Runtime of standard matrix multiplication algorithm slower than expected when scaled up (2^10+ x 2^10+ elements)

Question

I have a standard matrix multiplication algorithm.

// matrix.h

typedef struct Matrix {
    int rows;
    int columns;
    double *elements;
} Matrix;

double *addressAt(Matrix *matrix, int row, int column);
double *rowAt(Matrix *matrix, int row);
double dotProductColumnArray(Matrix *matrix, const int column, double *array);
void mmProduct(Matrix *first, Matrix *second, Matrix *result);

// matrix.c

// Helper function to find address of elements at row and column.
inline double *addressAt(Matrix *matrix, int row, int column) {
    return &(matrix->elements[row * matrix->columns + column]);
}

// Helper function to find row array
inline double *rowAt(Matrix *matrix, int row) {
    return &(matrix->elements[row * matrix->columns]);
}

// Finds the dot product of a column of a matrix and an array.
double dotProductColumnArray(Matrix *matrix, const int column, double *array) {
    double sum = 0.0;
    const int rows = matrix->rows, columns = matrix->columns;
    int j = column;
    const double *elements = matrix->elements;
    for (int i = 0; i < rows; i++) {
        sum += array[i] * elements[j];
        j += columns;
    }
    return sum;
}

void mmProduct(Matrix *first, Matrix *second, Matrix *result) {
    const int rows = result->rows;
    const int columns = result->columns;
    for (int i = 0; i < rows; i++) {
        double *row = rowAt(first, i);
        for (int j = 0; j < columns; j++) {
            *addressAt(result, i, j) = dotProductColumnArray(second, j, row);
        }
    }
}

// Snippet of main.c

// Fills the matrix with random numbers between -1 and 1
void randomFill(Matrix *matrix);

int main() {
    struct timeval timestamp;
    long start, now;
    Matrix first, second, result;
    
    // 2^10
    first = createMatrix((int)pow(2, 10), (int)pow(2, 10));
    second = createMatrix((int)pow(2, 10), (int)pow(2, 10));
    randomFill(&first);
    randomFill(&second);
    result = createMatrix((int)pow(2, 10), (int)pow(2, 10));

    gettimeofday(&timestamp, NULL);
    start = timestamp.tv_sec * 1000 + timestamp.tv_usec / 1000;
    mmProduct(&first, &second, &result);
    gettimeofday(&timestamp, NULL);
    now = timestamp.tv_sec * 1000 + timestamp.tv_usec / 1000;
    printf("Time taken: %ldms
", now - start);
    
    deleteMatrix(&first);
    deleteMatrix(&second);
    deleteMatrix(&result);
    
    // Same code as above but for 2^11, 2^12, replacing pow() when necessary.
    // ...
    // ...
}

Full code here to run it yourself: https://gist.github.com/kevinMEH/c37bda728bf5ee53c32a405ef611e5a7

When I run the algorithm with two 2¹⁰ x 2¹⁰ matrices, it takes about 2 seconds to multiply.

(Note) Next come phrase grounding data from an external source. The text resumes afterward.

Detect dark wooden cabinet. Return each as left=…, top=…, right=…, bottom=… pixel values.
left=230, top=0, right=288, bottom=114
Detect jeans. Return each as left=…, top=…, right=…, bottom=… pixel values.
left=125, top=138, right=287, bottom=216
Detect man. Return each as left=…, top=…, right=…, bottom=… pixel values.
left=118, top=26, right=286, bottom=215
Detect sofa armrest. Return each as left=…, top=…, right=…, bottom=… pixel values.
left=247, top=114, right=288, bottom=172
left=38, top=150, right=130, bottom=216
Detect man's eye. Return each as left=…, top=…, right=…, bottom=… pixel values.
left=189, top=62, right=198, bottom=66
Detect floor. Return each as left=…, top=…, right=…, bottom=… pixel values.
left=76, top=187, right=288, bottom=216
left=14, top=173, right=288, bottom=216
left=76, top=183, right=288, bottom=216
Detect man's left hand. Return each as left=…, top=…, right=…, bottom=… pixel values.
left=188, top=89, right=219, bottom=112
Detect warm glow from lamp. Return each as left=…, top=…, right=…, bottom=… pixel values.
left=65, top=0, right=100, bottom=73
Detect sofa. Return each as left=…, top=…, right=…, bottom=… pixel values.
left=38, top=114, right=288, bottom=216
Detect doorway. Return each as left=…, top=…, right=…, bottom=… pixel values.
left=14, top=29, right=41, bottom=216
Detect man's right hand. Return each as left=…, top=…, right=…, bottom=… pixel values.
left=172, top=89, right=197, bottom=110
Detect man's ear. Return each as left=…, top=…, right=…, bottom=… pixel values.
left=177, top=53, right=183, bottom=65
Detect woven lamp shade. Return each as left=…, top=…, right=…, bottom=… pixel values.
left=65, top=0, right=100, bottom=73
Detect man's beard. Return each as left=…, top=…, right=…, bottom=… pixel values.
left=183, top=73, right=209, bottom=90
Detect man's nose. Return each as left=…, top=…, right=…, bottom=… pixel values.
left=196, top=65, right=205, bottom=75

When I run the algorithm with two 2¹¹ x 2¹¹ matrices, I expect the algorithm to multiply them in 8 * 2 seconds ~ 16 seconds to multiply. However, it takes 36 seconds to multiply instead.

When I run the algorithm with two 2¹² x 2¹² matrices, I expect the algorithm to multiply them in 64 * 2000 milliseconds ~ 128 seconds to multiply. Worst case, I expect 8 * 36 = 288 seconds to multiply. However, it takes 391 seconds to multiply.

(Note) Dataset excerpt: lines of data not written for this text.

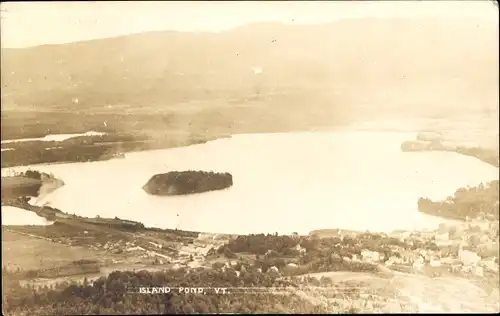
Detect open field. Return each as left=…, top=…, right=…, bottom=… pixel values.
left=1, top=176, right=42, bottom=198
left=2, top=231, right=103, bottom=271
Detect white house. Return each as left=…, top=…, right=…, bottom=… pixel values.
left=412, top=256, right=425, bottom=270
left=458, top=248, right=481, bottom=266
left=429, top=258, right=442, bottom=268
left=473, top=266, right=484, bottom=277
left=361, top=250, right=380, bottom=262
left=435, top=232, right=449, bottom=242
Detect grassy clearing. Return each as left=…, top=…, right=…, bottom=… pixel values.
left=1, top=231, right=102, bottom=271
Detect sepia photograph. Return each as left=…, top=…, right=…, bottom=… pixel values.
left=1, top=0, right=499, bottom=314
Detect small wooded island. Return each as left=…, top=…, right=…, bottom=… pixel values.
left=142, top=170, right=233, bottom=196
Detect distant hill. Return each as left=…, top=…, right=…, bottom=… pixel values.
left=1, top=18, right=498, bottom=122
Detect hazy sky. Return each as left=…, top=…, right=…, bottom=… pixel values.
left=1, top=1, right=498, bottom=48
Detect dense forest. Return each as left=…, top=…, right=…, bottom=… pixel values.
left=143, top=171, right=233, bottom=196
left=19, top=169, right=44, bottom=180
left=3, top=267, right=331, bottom=315
left=418, top=180, right=499, bottom=221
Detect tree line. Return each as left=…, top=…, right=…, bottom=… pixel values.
left=3, top=267, right=329, bottom=315
left=418, top=180, right=499, bottom=221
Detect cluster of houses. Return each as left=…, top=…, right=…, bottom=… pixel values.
left=52, top=212, right=498, bottom=284
left=374, top=221, right=498, bottom=277
left=307, top=220, right=498, bottom=279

(Compiled with Apple Clang 14.0.0 with -O1, but with -Ofast and with no optimizations it scales similarly, still not by a factor of 8 but greater. Ran on Apple M1 chip.)

I'm perplexed as to why this is. The number of additions and multiplications operations performed is exactly (2ⁿ)³, and when I increase the width of the matrices by a factor of 2, I expect the subsequent multiplication operation to only take 2³ = 8 times longer each time.

Suspects:

The addressAt and rowAt helper functions is contributing to the slowdown: This does not make sense; the number of additions and multiplications scale by n³, but calls to addressAt only scale by n² and rowAt only scale by n, so we should actually see a relative increase in speed. (8 * (n³ + n² + n) > 8n³ + 4n² + 2n) I've also manually inlined the functions, and found there to be no noticeable speed increase, so it should not be because of the function call overheads.

Subnormal numbers: My random number generator gets a random u64, and divides it by 2 * 0x8..0u, yielding a number between 0 and 1, so there should be no subnormal numbers. Nonetheless, in the randomFill function I multiplied everything by 100000 and it was still the same result.

dotProductColumnArray(): I suspect that this is the culprit, but I cannot find a reason why. My best guess is that the slowdown is because of CPU prefetching the wrong column elements. When we are incrementing j by the number of columns, the CPU is confused by this and does not prefetch the array elements at matrix->elements[j + n * columns] because it did not expect j to be incremented by columns (so like it prefetches j, j + 1, or whatever, but not j + columns), but that does not make sense to me as columns is constant, so the CPU should know better.

Side note:

I also wrote mmStrassen() which implements the Strassen matrix multiplication algorithm, and when I tested it, it was expectedly 7 times longer each time. It was tested together following the regular mmProduct function, so it is not a running time issue.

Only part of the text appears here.